Позже я внезапно проснулся, вынырнув из какого-то сновидения, которое сразу же испарилось, едва я открыл глаза. Палуба была мокрой, хоть вода и не лилась через борт. Воздух казался густым и плотным от навалившегося студеного тумана-хаара, который изукрасил хрустальными бусинками все предметы. Сильно похолодало, и дыхание сизым облачком вырывалось изо рта.

Торгунна, скрючившись, сидела на ведре, и лишь топорщившиеся юбки обеспечивали ей какое-то прикрытие. Да уж, такова жизнь на корабле… Другие женщины сновали по палубе, раздавая гребцам ранний завтрак — сушеную рыбу и отсыревший хлеб. Мужчины гребли молча, ожесточенно, не отрывая взгляда от загребного, который задавал темп взмахов веслами. На нашем корабле, как вы понимаете, никаких барабанов не было и в помине. Это пускай римляне балуются, а мы промышляли морским разбоем и не собирались никого оповещать о своем приближении.

Из тумана появился Гизур; он усиленно моргал, пытаясь смахнуть с ресниц налипшие ледышки. За его спиной маячила смутная фигура, напоминавшая своими формами ярмарочного медведя — это Онунд вышел с очередной проверкой судна.

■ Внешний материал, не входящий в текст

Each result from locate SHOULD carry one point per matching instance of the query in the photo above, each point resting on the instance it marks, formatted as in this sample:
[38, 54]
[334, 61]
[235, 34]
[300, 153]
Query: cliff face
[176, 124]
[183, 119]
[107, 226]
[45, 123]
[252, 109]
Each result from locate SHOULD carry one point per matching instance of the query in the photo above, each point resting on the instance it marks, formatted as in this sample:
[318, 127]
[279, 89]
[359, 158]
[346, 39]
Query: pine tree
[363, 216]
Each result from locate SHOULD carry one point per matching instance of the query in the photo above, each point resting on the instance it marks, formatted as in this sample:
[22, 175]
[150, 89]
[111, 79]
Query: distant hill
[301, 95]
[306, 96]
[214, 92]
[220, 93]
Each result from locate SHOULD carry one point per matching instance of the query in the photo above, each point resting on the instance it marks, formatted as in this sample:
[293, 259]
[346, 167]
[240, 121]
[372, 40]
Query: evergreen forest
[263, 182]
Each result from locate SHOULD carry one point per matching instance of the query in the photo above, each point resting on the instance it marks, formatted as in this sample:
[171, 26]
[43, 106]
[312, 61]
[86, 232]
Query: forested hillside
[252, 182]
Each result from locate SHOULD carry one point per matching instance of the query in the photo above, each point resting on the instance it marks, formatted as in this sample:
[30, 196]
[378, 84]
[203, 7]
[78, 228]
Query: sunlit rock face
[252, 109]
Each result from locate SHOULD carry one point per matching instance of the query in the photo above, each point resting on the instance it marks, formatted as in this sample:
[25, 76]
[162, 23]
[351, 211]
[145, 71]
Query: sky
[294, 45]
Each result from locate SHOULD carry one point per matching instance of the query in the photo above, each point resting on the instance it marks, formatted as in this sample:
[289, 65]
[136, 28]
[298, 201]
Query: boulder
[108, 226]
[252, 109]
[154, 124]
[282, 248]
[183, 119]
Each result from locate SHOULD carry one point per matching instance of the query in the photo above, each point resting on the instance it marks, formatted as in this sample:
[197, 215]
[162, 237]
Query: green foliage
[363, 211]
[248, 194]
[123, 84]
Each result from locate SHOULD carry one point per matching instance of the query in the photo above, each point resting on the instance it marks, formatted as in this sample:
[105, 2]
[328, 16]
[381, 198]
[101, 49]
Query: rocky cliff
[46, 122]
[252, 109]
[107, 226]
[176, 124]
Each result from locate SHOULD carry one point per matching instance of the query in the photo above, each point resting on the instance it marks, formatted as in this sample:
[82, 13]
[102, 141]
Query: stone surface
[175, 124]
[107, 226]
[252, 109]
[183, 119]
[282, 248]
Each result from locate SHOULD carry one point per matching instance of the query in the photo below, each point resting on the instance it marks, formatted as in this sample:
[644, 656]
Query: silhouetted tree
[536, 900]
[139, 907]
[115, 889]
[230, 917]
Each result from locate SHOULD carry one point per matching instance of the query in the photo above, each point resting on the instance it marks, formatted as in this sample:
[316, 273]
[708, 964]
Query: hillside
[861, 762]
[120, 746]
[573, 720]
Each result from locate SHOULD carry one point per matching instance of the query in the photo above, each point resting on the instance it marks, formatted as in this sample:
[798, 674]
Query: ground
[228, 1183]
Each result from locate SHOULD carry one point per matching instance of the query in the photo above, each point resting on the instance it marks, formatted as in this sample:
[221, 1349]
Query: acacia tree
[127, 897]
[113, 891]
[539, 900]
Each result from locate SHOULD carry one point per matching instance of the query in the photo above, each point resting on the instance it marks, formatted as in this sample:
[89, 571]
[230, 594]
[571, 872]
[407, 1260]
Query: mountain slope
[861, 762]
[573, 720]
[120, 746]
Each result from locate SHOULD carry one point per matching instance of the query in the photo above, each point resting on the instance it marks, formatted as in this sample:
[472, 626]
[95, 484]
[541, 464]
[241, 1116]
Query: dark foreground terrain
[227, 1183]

— Сначала ветер с дождем, затем гололед, хаар и полный штиль, — улыбаясь, говорил Гизур. — За несколько часов у нас сменились все времена года. Ну, ничего… «Сохатый» — надежный корабль. Я посмотрел: сквозь обшивку просочилось не больше миски воды.

— По моим штанам такого не скажешь, — проворчал Хаук, прокладывая себе путь по заледеневшей палубе.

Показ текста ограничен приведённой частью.